Monday, 14 March 2016

#NOTTIP Charity Event

#NOTTIP

The Transatlantic Trade and Investment Partnership (TTIP) is a series of trade negotiations being carried out mostly in secret between the EU and US. As a bi-lateral trade agreement, TTIP is about reducing the regulatory barriers to trade for big business, things like food safety law, environmental legislation, banking regulations and the sovereign powers of individual nations.

Reasons to protest against TTIP:

- Public services, especially the NHS, are in the firing line. One of the main aims of TTIP is to open up Europe’s public health, education and water services to US companies. This could essentially mean the privatisation of the NHS.
- TTIP’s ‘regulatory convergence’ agenda will seek to bring EU standards on food safety and the environment closer to those of the US. But US regulations are much less strict, with 70 per cent of all processed foods sold in US supermarkets now containing genetically modified ingredients. By contrast, the EU allows virtually no GM foods.

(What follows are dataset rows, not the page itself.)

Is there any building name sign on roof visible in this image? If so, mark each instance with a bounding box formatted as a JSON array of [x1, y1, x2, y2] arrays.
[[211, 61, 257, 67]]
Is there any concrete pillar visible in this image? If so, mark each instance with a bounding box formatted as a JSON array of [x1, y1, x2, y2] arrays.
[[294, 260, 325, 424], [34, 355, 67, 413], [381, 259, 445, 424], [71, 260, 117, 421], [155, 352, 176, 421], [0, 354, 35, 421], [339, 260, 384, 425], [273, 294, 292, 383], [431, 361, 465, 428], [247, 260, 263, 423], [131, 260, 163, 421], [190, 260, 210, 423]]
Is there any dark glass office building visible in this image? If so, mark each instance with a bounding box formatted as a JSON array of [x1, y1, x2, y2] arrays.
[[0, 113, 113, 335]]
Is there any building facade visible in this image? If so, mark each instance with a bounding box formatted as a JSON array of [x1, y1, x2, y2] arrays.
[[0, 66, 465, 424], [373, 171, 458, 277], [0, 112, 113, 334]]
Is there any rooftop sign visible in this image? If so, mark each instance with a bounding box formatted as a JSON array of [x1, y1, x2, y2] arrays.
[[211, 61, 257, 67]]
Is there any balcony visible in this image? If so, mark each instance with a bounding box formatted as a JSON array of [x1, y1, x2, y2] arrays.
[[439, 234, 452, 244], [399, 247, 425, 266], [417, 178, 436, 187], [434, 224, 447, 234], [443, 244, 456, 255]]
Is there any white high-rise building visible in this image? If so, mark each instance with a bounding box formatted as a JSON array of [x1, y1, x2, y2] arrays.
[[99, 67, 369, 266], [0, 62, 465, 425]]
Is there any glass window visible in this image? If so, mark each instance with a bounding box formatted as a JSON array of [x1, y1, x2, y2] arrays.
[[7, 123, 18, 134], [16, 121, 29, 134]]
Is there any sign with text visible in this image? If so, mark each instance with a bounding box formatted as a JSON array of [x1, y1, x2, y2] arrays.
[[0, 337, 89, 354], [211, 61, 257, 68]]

- The same goes for the environment, where the EU’s REACH regulations are far tougher on potentially toxic substances. In Europe a company has to prove a substance is safe before it can be used; in the US the opposite is true: any substance can be used until it is proven unsafe.

I got in contact with the student who was behind organising the event which was being held at Wharf Chambers and he asked be to produce a poster that related to any of the problems the TTIP would bring.

The idea behind it was to show the damaging effects of the chemicals that could find their way into cosmetic products because of the new trade laws.